No matter how rich you are, you can’t hold a candle to the average busboy in Palm Beach. The girl who makes your latte at Starbucks on Ocean Boulevard owns a summer flat in London and used to date Colin Farrell.
We spent some time in Palm Beach last weekend. We spent an afternoon window shopping on Worth Avenue and then the next day went to brunch at The Breakers, aka Versailles-on-the-Sea.
The thing is a monster. A well-appointed monster with murals and tapestries and caviar and brie on every flat surface. The parking lots are filled with Bentleys and Jags, and even the workers have nose jobs and Cindy McCain ponytails. The Breakers is no place for fat people with acne and polyester, and certainly not someone who has once called the Midwest home.
Yet, they let us in on Sunday for brunch. My mother-in-law and I didn’t eat for 24 hours, saving our appetites to gorge ourselves at the omelette and seafood bars. I wore a tent dress and did some push-ups before leaving the house.

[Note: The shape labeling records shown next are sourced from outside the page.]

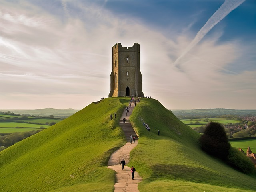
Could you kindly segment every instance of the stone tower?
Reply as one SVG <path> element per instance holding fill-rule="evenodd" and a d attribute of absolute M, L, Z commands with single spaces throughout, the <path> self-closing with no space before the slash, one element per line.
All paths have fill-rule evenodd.
<path fill-rule="evenodd" d="M 120 43 L 112 47 L 112 71 L 109 97 L 142 97 L 142 75 L 140 44 L 123 47 Z"/>

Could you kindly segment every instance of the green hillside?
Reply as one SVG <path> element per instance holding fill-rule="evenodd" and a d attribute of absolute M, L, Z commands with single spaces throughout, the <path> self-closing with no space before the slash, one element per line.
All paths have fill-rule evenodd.
<path fill-rule="evenodd" d="M 0 152 L 2 191 L 113 191 L 115 173 L 106 165 L 126 142 L 118 123 L 129 100 L 110 98 L 92 103 Z M 110 120 L 115 112 L 117 118 Z M 142 98 L 130 120 L 140 139 L 128 165 L 143 178 L 140 191 L 256 190 L 255 176 L 202 151 L 200 135 L 158 101 Z"/>

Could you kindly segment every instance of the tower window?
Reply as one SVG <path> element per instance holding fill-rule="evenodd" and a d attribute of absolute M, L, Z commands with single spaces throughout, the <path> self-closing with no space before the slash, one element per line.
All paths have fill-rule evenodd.
<path fill-rule="evenodd" d="M 114 78 L 114 89 L 116 89 L 116 88 L 117 86 L 117 82 L 116 82 L 116 73 L 115 73 L 115 78 Z"/>

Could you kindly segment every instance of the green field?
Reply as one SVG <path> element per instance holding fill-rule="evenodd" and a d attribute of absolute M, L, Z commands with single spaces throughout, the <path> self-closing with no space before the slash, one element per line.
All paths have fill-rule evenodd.
<path fill-rule="evenodd" d="M 20 116 L 16 116 L 14 115 L 7 115 L 5 114 L 0 114 L 0 118 L 20 118 Z"/>
<path fill-rule="evenodd" d="M 36 124 L 22 123 L 15 122 L 0 122 L 0 132 L 2 128 L 40 128 L 44 127 L 44 128 L 50 127 L 50 125 L 36 125 Z M 18 128 L 18 127 L 17 127 Z"/>
<path fill-rule="evenodd" d="M 56 119 L 51 119 L 46 118 L 33 118 L 32 119 L 28 119 L 27 120 L 15 120 L 15 121 L 24 122 L 28 123 L 39 123 L 42 124 L 45 124 L 47 122 L 50 123 L 51 122 L 55 122 L 56 123 L 62 121 L 62 120 L 58 120 Z"/>
<path fill-rule="evenodd" d="M 62 120 L 62 119 L 39 118 L 34 116 L 24 116 L 5 114 L 0 114 L 0 133 L 4 133 L 32 131 L 42 127 L 47 128 L 51 126 L 46 125 L 47 123 L 51 125 L 51 123 L 54 122 L 56 123 Z"/>
<path fill-rule="evenodd" d="M 0 128 L 0 133 L 22 133 L 30 131 L 33 130 L 43 130 L 44 129 L 38 128 Z"/>
<path fill-rule="evenodd" d="M 229 141 L 232 147 L 236 148 L 240 147 L 246 153 L 247 151 L 248 146 L 253 153 L 256 153 L 256 140 L 241 140 L 232 141 Z"/>
<path fill-rule="evenodd" d="M 199 121 L 199 120 L 201 120 L 201 121 Z M 220 123 L 223 125 L 227 125 L 230 123 L 234 124 L 236 123 L 239 123 L 239 122 L 240 122 L 240 121 L 235 120 L 228 120 L 227 118 L 209 118 L 209 119 L 208 119 L 208 121 L 209 122 L 202 121 L 204 120 L 205 120 L 205 118 L 193 119 L 192 120 L 190 120 L 188 119 L 182 119 L 180 120 L 182 123 L 186 125 L 188 125 L 188 126 L 192 128 L 197 127 L 201 125 L 207 124 L 209 123 L 209 122 L 210 121 L 218 122 L 218 123 Z M 192 123 L 195 123 L 197 121 L 199 122 L 200 123 L 200 124 L 191 124 L 191 122 L 192 122 Z"/>
<path fill-rule="evenodd" d="M 115 173 L 107 165 L 111 154 L 126 143 L 119 120 L 130 100 L 108 98 L 92 103 L 0 152 L 1 190 L 113 192 Z M 114 113 L 117 118 L 110 120 Z M 140 139 L 127 165 L 142 177 L 141 192 L 256 190 L 256 175 L 202 151 L 200 135 L 158 101 L 141 98 L 130 120 Z"/>

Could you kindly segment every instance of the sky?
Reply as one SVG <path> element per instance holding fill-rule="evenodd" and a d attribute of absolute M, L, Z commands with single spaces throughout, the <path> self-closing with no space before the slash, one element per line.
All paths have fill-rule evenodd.
<path fill-rule="evenodd" d="M 118 43 L 167 109 L 256 109 L 256 0 L 0 0 L 0 109 L 108 97 Z"/>

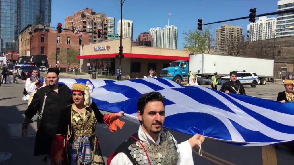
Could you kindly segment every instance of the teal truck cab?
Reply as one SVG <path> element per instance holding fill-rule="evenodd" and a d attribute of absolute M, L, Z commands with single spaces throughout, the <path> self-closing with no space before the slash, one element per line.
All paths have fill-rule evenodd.
<path fill-rule="evenodd" d="M 188 81 L 188 61 L 176 61 L 171 63 L 169 67 L 161 70 L 160 77 L 181 84 L 182 81 Z"/>

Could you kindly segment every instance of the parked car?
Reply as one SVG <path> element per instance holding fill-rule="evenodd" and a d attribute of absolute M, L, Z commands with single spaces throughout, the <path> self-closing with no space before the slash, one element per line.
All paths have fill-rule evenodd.
<path fill-rule="evenodd" d="M 40 72 L 46 72 L 47 71 L 47 69 L 46 68 L 46 67 L 42 66 L 40 66 L 40 68 L 39 68 L 39 70 Z"/>
<path fill-rule="evenodd" d="M 37 69 L 35 66 L 24 65 L 22 65 L 19 69 L 18 76 L 19 79 L 25 80 L 33 75 L 33 70 Z M 40 73 L 39 73 L 39 74 Z"/>

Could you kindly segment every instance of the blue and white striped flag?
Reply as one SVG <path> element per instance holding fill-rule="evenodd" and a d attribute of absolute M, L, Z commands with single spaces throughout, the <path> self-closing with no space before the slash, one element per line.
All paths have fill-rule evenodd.
<path fill-rule="evenodd" d="M 70 88 L 74 82 L 89 81 L 96 87 L 92 98 L 98 108 L 110 112 L 123 110 L 126 116 L 137 119 L 137 102 L 142 95 L 160 92 L 166 98 L 164 126 L 191 135 L 204 134 L 246 146 L 294 140 L 294 102 L 227 94 L 163 78 L 109 82 L 104 86 L 100 85 L 101 80 L 63 80 L 60 81 Z"/>

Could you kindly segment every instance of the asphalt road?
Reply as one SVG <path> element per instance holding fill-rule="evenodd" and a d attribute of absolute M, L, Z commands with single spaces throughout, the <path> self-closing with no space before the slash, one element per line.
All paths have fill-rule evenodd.
<path fill-rule="evenodd" d="M 40 162 L 43 157 L 33 156 L 36 122 L 30 124 L 28 137 L 21 136 L 27 102 L 21 100 L 24 81 L 19 81 L 18 84 L 2 84 L 0 87 L 0 152 L 8 153 L 6 156 L 11 155 L 4 162 L 0 160 L 0 164 L 3 163 L 5 165 L 42 164 Z M 248 95 L 275 100 L 278 92 L 283 90 L 283 87 L 282 85 L 259 85 L 256 88 L 246 87 L 245 90 Z M 36 119 L 36 116 L 34 118 Z M 114 133 L 111 132 L 104 125 L 97 125 L 97 134 L 106 160 L 121 143 L 138 130 L 139 125 L 137 121 L 125 117 L 122 119 L 126 122 L 123 129 Z M 191 137 L 170 131 L 179 143 Z M 292 165 L 294 162 L 294 156 L 283 148 L 240 147 L 208 138 L 202 147 L 202 156 L 197 155 L 197 148 L 193 149 L 195 164 Z M 3 153 L 0 153 L 0 159 L 3 155 Z"/>

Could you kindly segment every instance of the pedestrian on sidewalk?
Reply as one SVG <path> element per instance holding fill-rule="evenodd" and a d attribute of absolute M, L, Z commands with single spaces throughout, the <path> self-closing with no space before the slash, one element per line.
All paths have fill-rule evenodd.
<path fill-rule="evenodd" d="M 2 84 L 6 83 L 6 78 L 7 77 L 7 74 L 8 73 L 8 65 L 6 64 L 2 68 L 2 80 L 1 83 Z"/>
<path fill-rule="evenodd" d="M 117 77 L 118 81 L 119 80 L 119 77 L 120 76 L 120 71 L 118 69 L 116 71 L 116 77 Z"/>
<path fill-rule="evenodd" d="M 17 67 L 16 66 L 15 66 L 14 68 L 13 69 L 13 71 L 12 72 L 12 75 L 13 76 L 13 82 L 14 84 L 17 84 L 18 82 L 16 79 L 16 76 L 17 76 Z"/>
<path fill-rule="evenodd" d="M 22 136 L 26 136 L 29 124 L 37 113 L 34 156 L 45 155 L 43 161 L 48 165 L 50 164 L 51 144 L 57 132 L 60 111 L 71 104 L 72 99 L 69 88 L 65 84 L 58 84 L 59 73 L 55 68 L 48 69 L 48 85 L 39 88 L 34 95 L 25 113 L 21 130 Z"/>

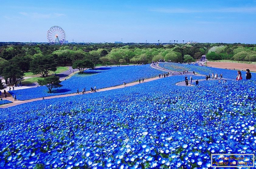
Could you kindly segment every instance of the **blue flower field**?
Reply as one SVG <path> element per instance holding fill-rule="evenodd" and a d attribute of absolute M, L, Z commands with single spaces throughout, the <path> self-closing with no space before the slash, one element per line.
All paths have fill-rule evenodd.
<path fill-rule="evenodd" d="M 149 65 L 140 66 L 112 67 L 88 70 L 84 74 L 77 74 L 67 80 L 61 82 L 63 86 L 53 89 L 52 93 L 45 86 L 29 88 L 9 92 L 12 95 L 16 94 L 17 99 L 25 100 L 43 97 L 60 95 L 80 92 L 86 88 L 87 91 L 96 86 L 98 89 L 114 86 L 138 81 L 141 78 L 149 78 L 157 76 L 165 72 L 152 68 Z"/>
<path fill-rule="evenodd" d="M 214 75 L 215 75 L 215 73 L 217 73 L 219 75 L 219 75 L 221 74 L 222 74 L 224 78 L 233 79 L 236 79 L 237 75 L 237 70 L 200 66 L 193 65 L 165 62 L 160 63 L 159 64 L 159 66 L 162 68 L 164 68 L 167 69 L 180 71 L 182 73 L 183 73 L 183 71 L 185 69 L 188 70 L 189 71 L 194 71 L 196 73 L 202 75 L 208 75 L 210 73 L 211 77 L 212 76 L 212 73 L 213 73 Z M 241 72 L 242 77 L 244 80 L 245 79 L 246 73 L 245 71 Z M 256 80 L 256 74 L 253 72 L 251 73 L 252 74 L 252 79 Z"/>
<path fill-rule="evenodd" d="M 2 105 L 3 104 L 8 104 L 8 103 L 12 103 L 12 102 L 7 100 L 0 100 L 0 105 Z"/>
<path fill-rule="evenodd" d="M 0 167 L 209 168 L 211 154 L 255 154 L 255 81 L 184 78 L 1 110 Z"/>

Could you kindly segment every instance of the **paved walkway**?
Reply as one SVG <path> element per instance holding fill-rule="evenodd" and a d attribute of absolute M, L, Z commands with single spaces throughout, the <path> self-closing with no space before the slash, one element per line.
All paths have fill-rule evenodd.
<path fill-rule="evenodd" d="M 132 65 L 129 65 L 129 66 L 131 66 Z M 133 66 L 133 65 L 132 65 Z M 127 65 L 123 65 L 122 66 L 127 66 Z M 156 69 L 157 69 L 159 70 L 160 70 L 162 71 L 165 71 L 167 72 L 169 72 L 170 73 L 170 74 L 169 75 L 170 76 L 172 76 L 172 71 L 170 71 L 169 70 L 166 69 L 165 69 L 163 68 L 162 68 L 159 67 L 157 65 L 155 65 L 153 64 L 152 64 L 151 65 L 151 66 Z M 100 67 L 105 67 L 105 66 L 101 66 Z M 68 72 L 67 72 L 68 73 L 69 73 L 69 71 L 67 71 Z M 71 70 L 71 72 L 70 74 L 69 74 L 69 75 L 71 75 L 72 73 L 73 73 L 73 71 Z M 67 73 L 66 74 L 67 75 L 68 73 Z M 189 72 L 188 73 L 186 73 L 186 75 L 191 75 L 193 74 L 193 73 L 192 72 Z M 185 74 L 184 74 L 185 75 Z M 178 72 L 176 72 L 173 71 L 173 75 L 179 75 L 179 73 Z M 197 74 L 196 75 L 197 76 L 205 76 L 204 75 L 198 75 Z M 169 76 L 170 77 L 170 76 Z M 168 78 L 168 77 L 167 77 Z M 154 80 L 155 80 L 158 79 L 159 79 L 160 78 L 158 76 L 157 77 L 155 77 L 154 78 L 152 78 L 149 79 L 145 79 L 144 80 L 144 83 L 148 82 L 148 81 L 153 81 Z M 205 80 L 205 79 L 200 79 L 199 80 L 200 81 L 202 81 L 203 80 Z M 195 83 L 195 80 L 194 80 L 193 81 L 193 82 Z M 126 86 L 128 87 L 128 86 L 134 86 L 135 85 L 138 85 L 139 83 L 139 82 L 138 81 L 135 81 L 134 82 L 132 82 L 131 83 L 130 83 L 127 84 L 126 84 Z M 184 86 L 186 85 L 185 85 L 185 82 L 184 81 L 182 81 L 181 82 L 177 83 L 176 84 L 176 85 L 180 86 Z M 97 92 L 101 92 L 101 91 L 106 91 L 108 90 L 113 90 L 116 89 L 118 89 L 120 88 L 124 88 L 124 85 L 119 85 L 118 86 L 113 86 L 112 87 L 110 87 L 109 88 L 104 88 L 103 89 L 98 89 L 96 90 Z M 9 104 L 3 104 L 2 106 L 0 105 L 0 108 L 7 108 L 8 107 L 11 107 L 12 106 L 16 106 L 16 105 L 18 105 L 19 104 L 23 104 L 24 103 L 29 103 L 30 102 L 32 102 L 32 101 L 38 101 L 38 100 L 42 100 L 42 98 L 37 98 L 34 99 L 32 99 L 30 100 L 25 100 L 25 101 L 20 101 L 20 100 L 17 100 L 16 101 L 14 101 L 14 98 L 12 97 L 11 94 L 9 94 L 9 93 L 7 92 L 8 94 L 8 98 L 7 98 L 7 100 L 9 100 L 10 101 L 11 101 L 13 102 L 13 103 L 9 103 Z M 91 93 L 91 92 L 90 91 L 87 91 L 86 92 L 86 94 L 88 94 L 89 93 Z M 75 96 L 79 94 L 81 94 L 82 93 L 81 92 L 79 94 L 76 94 L 76 93 L 72 93 L 71 94 L 63 94 L 62 95 L 58 95 L 57 96 L 49 96 L 48 97 L 45 97 L 44 98 L 45 99 L 51 99 L 53 98 L 62 98 L 63 97 L 67 97 L 69 96 Z"/>
<path fill-rule="evenodd" d="M 68 67 L 68 70 L 63 72 L 56 74 L 56 75 L 60 77 L 60 80 L 63 81 L 64 80 L 65 78 L 67 78 L 70 75 L 73 75 L 79 71 L 78 69 L 73 69 L 71 66 L 67 66 Z"/>

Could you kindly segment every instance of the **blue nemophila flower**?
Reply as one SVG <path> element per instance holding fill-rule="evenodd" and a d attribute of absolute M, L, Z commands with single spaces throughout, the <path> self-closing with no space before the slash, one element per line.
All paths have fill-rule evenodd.
<path fill-rule="evenodd" d="M 213 152 L 254 153 L 255 81 L 184 78 L 2 109 L 0 166 L 206 168 Z"/>

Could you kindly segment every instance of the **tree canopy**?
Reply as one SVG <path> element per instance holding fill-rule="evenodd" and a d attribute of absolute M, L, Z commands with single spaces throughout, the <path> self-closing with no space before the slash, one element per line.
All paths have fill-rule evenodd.
<path fill-rule="evenodd" d="M 19 80 L 23 78 L 24 74 L 16 65 L 9 62 L 4 68 L 2 75 L 5 78 L 9 78 L 10 83 L 16 84 Z"/>
<path fill-rule="evenodd" d="M 48 75 L 49 71 L 55 71 L 57 70 L 57 64 L 51 55 L 38 56 L 31 61 L 31 72 L 34 74 L 40 74 L 43 77 Z"/>
<path fill-rule="evenodd" d="M 83 73 L 84 71 L 88 68 L 93 68 L 94 67 L 94 65 L 92 62 L 87 59 L 76 61 L 74 62 L 72 65 L 72 68 L 78 69 L 81 73 Z"/>
<path fill-rule="evenodd" d="M 50 76 L 46 77 L 43 79 L 39 79 L 38 82 L 39 85 L 45 85 L 49 90 L 49 92 L 52 92 L 53 88 L 61 87 L 62 85 L 60 85 L 60 77 L 55 75 Z"/>

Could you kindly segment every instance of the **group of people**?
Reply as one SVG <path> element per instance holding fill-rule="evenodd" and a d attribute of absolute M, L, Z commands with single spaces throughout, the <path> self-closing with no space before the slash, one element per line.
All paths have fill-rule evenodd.
<path fill-rule="evenodd" d="M 189 78 L 189 81 L 190 81 L 190 85 L 192 85 L 192 81 L 193 80 L 193 78 L 192 77 L 192 76 L 190 76 Z M 198 81 L 198 80 L 197 80 Z M 186 75 L 185 76 L 185 84 L 186 85 L 186 86 L 187 86 L 189 85 L 189 80 L 188 79 L 188 77 Z M 197 84 L 198 85 L 198 84 Z"/>
<path fill-rule="evenodd" d="M 2 92 L 0 91 L 0 96 L 1 96 L 1 100 L 3 100 L 3 99 L 2 98 Z M 6 91 L 5 89 L 4 90 L 4 96 L 5 98 L 7 98 L 7 94 L 6 94 Z"/>
<path fill-rule="evenodd" d="M 92 87 L 91 87 L 90 88 L 91 92 L 96 92 L 96 86 L 94 87 L 94 88 Z M 85 94 L 86 90 L 85 90 L 85 88 L 83 88 L 82 90 L 82 94 Z M 79 94 L 79 89 L 78 88 L 77 90 L 77 94 Z"/>
<path fill-rule="evenodd" d="M 161 77 L 162 78 L 165 78 L 166 77 L 168 77 L 169 76 L 169 75 L 170 74 L 170 73 L 168 72 L 167 73 L 164 73 L 162 74 L 161 75 L 161 74 L 159 74 L 158 75 L 158 76 L 159 77 L 159 78 L 160 78 Z M 172 75 L 173 75 L 173 72 L 172 72 Z"/>
<path fill-rule="evenodd" d="M 140 79 L 139 79 L 139 83 L 140 83 L 141 81 L 141 80 L 140 78 Z M 144 78 L 142 78 L 142 83 L 144 82 Z M 124 84 L 124 85 L 125 84 L 125 83 Z M 125 85 L 126 85 L 126 84 L 125 84 Z"/>
<path fill-rule="evenodd" d="M 245 74 L 245 79 L 246 80 L 250 80 L 251 78 L 251 74 L 250 72 L 250 69 L 246 69 L 246 73 Z M 243 77 L 242 77 L 242 74 L 240 71 L 237 71 L 237 76 L 236 80 L 237 81 L 242 80 Z"/>

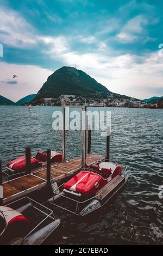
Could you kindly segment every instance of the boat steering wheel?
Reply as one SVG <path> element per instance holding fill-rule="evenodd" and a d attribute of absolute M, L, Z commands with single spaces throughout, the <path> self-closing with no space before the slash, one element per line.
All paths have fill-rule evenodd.
<path fill-rule="evenodd" d="M 100 176 L 102 175 L 101 173 L 100 173 L 99 172 L 98 172 L 98 170 L 95 170 L 91 169 L 91 170 L 90 170 L 90 172 L 91 172 L 92 173 L 97 173 L 97 174 L 100 175 Z"/>

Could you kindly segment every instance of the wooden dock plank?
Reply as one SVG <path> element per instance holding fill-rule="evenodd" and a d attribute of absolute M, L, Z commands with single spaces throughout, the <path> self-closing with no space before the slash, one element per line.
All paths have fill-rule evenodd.
<path fill-rule="evenodd" d="M 93 164 L 96 162 L 101 161 L 103 159 L 104 159 L 105 156 L 103 155 L 99 155 L 98 154 L 88 154 L 86 156 L 86 164 L 89 166 L 90 165 Z M 73 163 L 76 163 L 77 164 L 82 164 L 82 157 L 77 157 L 72 160 L 70 160 L 69 162 L 71 162 Z"/>
<path fill-rule="evenodd" d="M 21 192 L 21 190 L 16 188 L 16 187 L 11 186 L 8 183 L 5 183 L 3 185 L 3 197 L 4 198 L 11 197 L 13 194 L 17 194 Z"/>
<path fill-rule="evenodd" d="M 89 154 L 87 155 L 87 164 L 90 165 L 104 159 L 102 155 Z M 75 174 L 81 168 L 82 157 L 78 157 L 64 163 L 51 164 L 52 179 L 61 181 L 70 174 Z M 4 203 L 36 191 L 46 186 L 46 166 L 33 170 L 30 174 L 15 178 L 3 184 Z"/>

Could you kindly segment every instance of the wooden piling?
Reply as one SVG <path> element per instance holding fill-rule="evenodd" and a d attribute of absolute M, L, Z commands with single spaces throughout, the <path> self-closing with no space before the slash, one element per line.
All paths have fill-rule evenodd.
<path fill-rule="evenodd" d="M 90 154 L 91 153 L 91 126 L 89 125 L 88 129 L 88 141 L 87 141 L 87 154 Z"/>
<path fill-rule="evenodd" d="M 46 182 L 48 186 L 51 185 L 51 150 L 47 150 Z"/>
<path fill-rule="evenodd" d="M 62 107 L 63 116 L 63 127 L 62 135 L 62 162 L 66 161 L 66 131 L 65 131 L 65 106 L 64 105 Z"/>
<path fill-rule="evenodd" d="M 3 204 L 3 190 L 2 185 L 2 162 L 0 160 L 0 205 Z"/>
<path fill-rule="evenodd" d="M 86 156 L 87 156 L 87 117 L 86 117 L 86 112 L 87 112 L 87 105 L 85 104 L 85 159 L 86 159 Z"/>
<path fill-rule="evenodd" d="M 107 127 L 106 129 L 106 159 L 110 160 L 110 126 Z"/>
<path fill-rule="evenodd" d="M 30 148 L 26 148 L 26 172 L 30 173 L 31 170 L 30 166 Z"/>

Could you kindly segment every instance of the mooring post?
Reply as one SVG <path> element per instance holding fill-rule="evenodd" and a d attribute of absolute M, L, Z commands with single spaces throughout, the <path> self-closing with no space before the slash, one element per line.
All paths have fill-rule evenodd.
<path fill-rule="evenodd" d="M 26 164 L 27 173 L 30 173 L 30 148 L 26 148 Z"/>
<path fill-rule="evenodd" d="M 84 105 L 82 108 L 82 133 L 83 148 L 82 164 L 83 167 L 85 167 L 86 159 L 86 105 Z"/>
<path fill-rule="evenodd" d="M 0 160 L 0 205 L 3 204 L 3 190 L 2 184 L 2 162 Z"/>
<path fill-rule="evenodd" d="M 87 139 L 87 154 L 90 154 L 91 149 L 91 127 L 90 125 L 88 127 L 88 139 Z"/>
<path fill-rule="evenodd" d="M 107 126 L 106 129 L 106 159 L 110 160 L 110 126 Z"/>
<path fill-rule="evenodd" d="M 86 120 L 86 112 L 87 112 L 87 105 L 85 103 L 85 159 L 87 156 L 87 120 Z"/>
<path fill-rule="evenodd" d="M 62 105 L 62 117 L 63 117 L 63 127 L 62 132 L 62 162 L 66 161 L 66 132 L 65 132 L 65 106 Z"/>
<path fill-rule="evenodd" d="M 46 165 L 46 182 L 47 185 L 51 185 L 51 150 L 47 150 L 47 165 Z"/>

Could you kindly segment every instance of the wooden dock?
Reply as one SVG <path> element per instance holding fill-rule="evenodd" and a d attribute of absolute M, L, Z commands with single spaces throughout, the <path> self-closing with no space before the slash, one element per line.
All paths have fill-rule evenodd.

My husband seems to have been born with a lot more class. He ate breakfast at home that morning and when given free rein at the brunch, had two salads before calmly approaching the 30-dessert table. I’m surprised he didn’t take a carton of the Yoplait yogurt that some moron from the kitchen staff put on the exotic fruit table.
The brunch is expensive; a real luxury. As you’re eating, you can’t help but look around the huge dining room, mentally counting and multiplying and deciding that’s how they can afford to put a giant skewer of cornish hens halfway to the ceiling, just for decoration.
And as you’re looking around, you see people who have so much money, they brought their kids to this brunch. Kids who are going to nod their heads, “yes,” to the $10 bottle of water, the only thing that isn’t included in the brunch cost. Maybe they’re staying in the hotel and this is just their normal breakfast. Maybe the Breakers brunch is just one more boring thing about this Palm – yawn – Beach vacation.
“Where do you work?” I want to ask, walking from table to table.
Of course I couldn’t do that. I spilled Hollandaise sauce on my tent dress and the harp player might see it and tell the manager that the hicks from Ohio are here.